Some insiders said, "If the Fed is cautious, the market will get a signal that unless the economic fundamentals change very strongly, the Fed's next rate hike may last until the middle of next year." According to a survey of economists conducted by Reuters last Friday, economists believe that the time interval between the first rate hike and the second action of the Federal Reserve will be six months. However, the interest rate futures market is expected to raise interest rates again in March next year.
☆ Aspect 3: Will the Fed revise the wording of the economy and the job market?
Many people pointed out that the Fed may upgrade its language on the labor market. Since the FOMC 10 meeting, the number of new jobs in the labor market has begun to accelerate. 10 this month is the best month for new jobs in the United States in 20 15 years. In June, 5438+065438+ 10, the growth of non-agricultural employment also exceeded expectations. From 65438+ 10 to 165438+ 10, the average number of new non-agricultural employees in the United States reached 255,000. Therefore, the Fed may say in its interest rate resolution statement that "the pace of job creation has accelerated" instead of "the pace of job creation has slowed down".

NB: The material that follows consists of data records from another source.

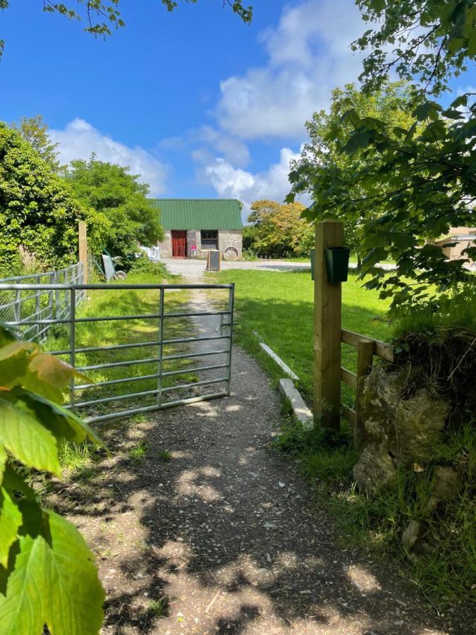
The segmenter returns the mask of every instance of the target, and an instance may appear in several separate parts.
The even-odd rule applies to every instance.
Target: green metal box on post
[[[350,253],[348,247],[326,247],[324,250],[327,282],[331,284],[347,282]]]

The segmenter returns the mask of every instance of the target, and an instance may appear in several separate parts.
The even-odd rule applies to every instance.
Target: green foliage
[[[434,304],[414,306],[399,312],[392,323],[393,338],[425,334],[444,338],[450,329],[466,331],[476,337],[476,277],[438,298]]]
[[[130,268],[130,274],[147,275],[150,284],[156,282],[156,277],[161,282],[169,274],[163,262],[153,262],[147,256],[141,256],[134,261]]]
[[[451,75],[476,56],[474,0],[357,0],[363,19],[375,23],[353,44],[370,50],[360,79],[367,90],[379,87],[391,71],[402,78],[420,78],[438,94]]]
[[[329,173],[330,178],[334,174],[339,179],[350,182],[356,169],[364,164],[355,154],[342,152],[342,147],[349,143],[354,127],[348,118],[343,115],[348,110],[352,102],[355,111],[361,118],[379,118],[385,122],[386,129],[394,138],[395,128],[410,127],[415,121],[409,113],[410,95],[408,86],[403,82],[386,84],[382,89],[372,95],[365,95],[358,90],[354,84],[347,84],[343,90],[336,88],[332,91],[332,98],[329,112],[321,110],[314,113],[310,121],[306,123],[310,140],[303,149],[300,158],[293,163],[291,174],[294,194],[306,193],[314,199],[315,205],[309,217],[322,220],[329,215],[329,210],[321,208],[321,199],[327,194],[320,194],[320,179],[323,172]],[[319,192],[319,200],[317,193]],[[368,181],[357,183],[348,196],[353,199],[362,199],[377,193],[374,183]],[[291,197],[293,198],[293,197]],[[378,207],[368,213],[362,213],[362,209],[356,209],[350,214],[348,209],[336,205],[332,210],[334,217],[344,222],[344,239],[346,244],[360,260],[362,230],[367,222],[380,215]]]
[[[171,461],[172,455],[168,450],[161,450],[157,453],[157,458],[161,461]]]
[[[98,161],[72,161],[66,179],[81,205],[105,216],[109,229],[103,247],[126,258],[139,245],[149,247],[164,237],[157,210],[147,199],[149,186],[129,168]]]
[[[362,274],[365,286],[392,298],[392,309],[434,298],[456,282],[467,280],[467,258],[446,261],[432,241],[451,226],[475,224],[476,145],[475,104],[468,95],[446,110],[420,100],[413,115],[418,124],[395,128],[392,136],[382,119],[360,116],[352,104],[343,116],[353,127],[340,150],[353,157],[355,170],[324,167],[315,181],[310,214],[368,219],[362,231]],[[460,111],[467,106],[467,116]],[[338,134],[333,138],[339,143]],[[298,170],[291,175],[299,181]],[[355,196],[361,188],[363,196]],[[376,217],[377,214],[377,217]],[[467,250],[476,255],[476,248]],[[393,259],[396,270],[384,275],[374,265]]]
[[[59,144],[51,143],[48,135],[48,126],[44,123],[42,115],[22,117],[18,126],[13,123],[11,127],[20,132],[25,141],[28,142],[55,172],[59,170],[56,151]]]
[[[54,2],[52,0],[44,0],[43,11],[50,13],[59,13],[70,20],[86,20],[87,25],[85,28],[87,33],[94,36],[105,37],[111,35],[113,29],[118,29],[126,26],[119,11],[120,0],[71,0],[67,4]],[[195,4],[198,0],[182,0],[190,4]],[[178,0],[161,0],[162,4],[168,11],[173,11],[178,5]],[[238,16],[246,24],[252,20],[252,7],[243,6],[243,0],[219,0],[221,6],[228,5],[236,15]],[[80,5],[78,7],[78,5]],[[0,9],[8,8],[10,0],[0,0]],[[0,58],[4,52],[4,42],[0,40]]]
[[[314,246],[314,229],[301,214],[299,202],[281,205],[272,200],[256,200],[251,205],[247,231],[249,248],[259,256],[286,258],[308,254]]]
[[[165,617],[169,615],[170,600],[164,595],[159,600],[150,600],[147,603],[147,612],[153,617]]]
[[[395,312],[403,304],[433,301],[468,277],[465,259],[445,262],[432,241],[452,226],[476,224],[474,95],[461,95],[444,108],[426,94],[438,95],[451,74],[474,59],[476,7],[473,0],[358,4],[364,19],[377,24],[354,43],[371,50],[361,76],[365,90],[379,89],[391,68],[406,80],[419,77],[420,84],[410,87],[417,121],[389,130],[384,116],[362,115],[355,99],[346,100],[341,123],[351,133],[343,143],[338,128],[332,129],[327,142],[348,157],[350,169],[337,164],[319,170],[309,215],[331,216],[338,210],[341,218],[363,219],[362,278],[370,275],[367,287],[392,298]],[[299,170],[291,180],[299,191]],[[476,248],[467,250],[467,258],[475,255]],[[389,277],[374,268],[387,258],[397,265]]]
[[[255,225],[245,225],[243,231],[243,250],[252,249],[255,238],[256,227]]]
[[[339,482],[349,478],[356,456],[346,433],[322,427],[305,430],[298,422],[285,423],[274,447],[297,459],[312,481]]]
[[[298,375],[299,389],[312,403],[314,284],[310,272],[236,270],[214,274],[213,279],[236,284],[238,342],[259,360],[277,385],[282,369],[260,346],[253,332],[259,333]],[[350,271],[348,281],[342,285],[343,328],[389,341],[391,332],[382,319],[389,304],[388,300],[379,300],[375,291],[363,288]],[[342,365],[355,372],[356,361],[355,349],[343,344]],[[343,401],[353,405],[353,394],[345,385]]]
[[[65,442],[99,440],[59,403],[74,370],[0,327],[0,632],[97,634],[104,591],[74,525],[39,504],[25,468],[61,476]]]
[[[80,220],[87,223],[90,248],[97,250],[107,219],[83,209],[21,134],[0,122],[0,276],[21,272],[20,246],[34,255],[39,270],[77,262]]]
[[[147,441],[141,441],[135,447],[131,448],[128,452],[129,459],[132,463],[138,465],[145,459],[149,449]]]

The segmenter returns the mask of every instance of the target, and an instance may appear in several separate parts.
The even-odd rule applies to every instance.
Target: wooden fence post
[[[357,390],[355,392],[355,425],[354,426],[354,447],[358,452],[362,445],[363,421],[360,400],[365,377],[372,370],[374,361],[374,342],[373,339],[359,339],[357,344]]]
[[[324,220],[316,225],[314,282],[314,413],[323,425],[341,425],[341,310],[342,285],[327,281],[326,247],[343,243],[341,222]]]
[[[83,263],[83,284],[87,284],[87,229],[86,223],[78,224],[79,261]]]

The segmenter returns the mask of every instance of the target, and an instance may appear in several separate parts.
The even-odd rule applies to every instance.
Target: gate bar
[[[226,392],[214,392],[211,394],[203,395],[198,397],[188,397],[186,399],[178,399],[176,401],[166,401],[162,404],[160,409],[158,406],[147,406],[144,408],[135,408],[133,410],[125,410],[123,412],[111,413],[109,415],[101,415],[97,417],[90,417],[84,419],[86,423],[95,423],[99,421],[107,421],[109,419],[116,419],[118,417],[128,417],[130,415],[142,413],[143,412],[154,412],[154,411],[163,410],[164,408],[172,408],[174,406],[185,406],[187,404],[196,404],[197,401],[203,401],[205,399],[216,399],[219,397],[226,397]]]

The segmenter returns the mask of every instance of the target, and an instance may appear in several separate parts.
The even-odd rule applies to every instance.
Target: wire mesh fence
[[[0,284],[35,284],[38,286],[34,289],[0,290],[0,322],[16,322],[15,330],[23,339],[42,341],[51,327],[51,324],[45,324],[44,320],[69,320],[71,315],[69,291],[66,289],[45,289],[43,285],[83,284],[83,282],[82,262],[57,271],[1,278]],[[85,297],[85,290],[78,291],[75,296],[75,306]]]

In addition, Goldman Sachs expects that the Fed will delete its cautious wording on inflation. After the decline of 5438+ 10 in September and June, the PPI of the United States rose by 5438+065438+ 10 in June, casting a "yes" vote on the decision to raise interest rates. Goldman Sachs predicts that in the coming months, as the price of medical services is excluded from the calculation, core personal expenditure (the inflation indicator favored by the Federal Reserve) will also increase. Now, the Fed has begun to normalize its monetary policy, which is very important for the inflation rate to approach the target. In addition, the Fed will say that it has "moderate" confidence in inflation. The Fed may also start to discuss focusing on the "real inflation index" instead of the "inflation pressure indicator".
☆ Aspect 4: Will there be a negative vote in the resolution statement?
At such a key policy node, the degree of consistency within the Committee is also one of the observation points of the market. In the past two meetings, Jeffrey Lacker, president of the Richmond Fed, disagreed. He believes that the Fed should have raised interest rates long ago.
However, if the Fed takes the action of raising interest rates this time, different opinions may come from the party who opposes raising interest rates, that is, the Committee that advocates continuing to implement the easing policy to express their different opinions. Among them, one or more of Chicago Fed President Charles Evans, Federal Reserve Governor brainerd and Tarullo may be popular candidates to vote against it.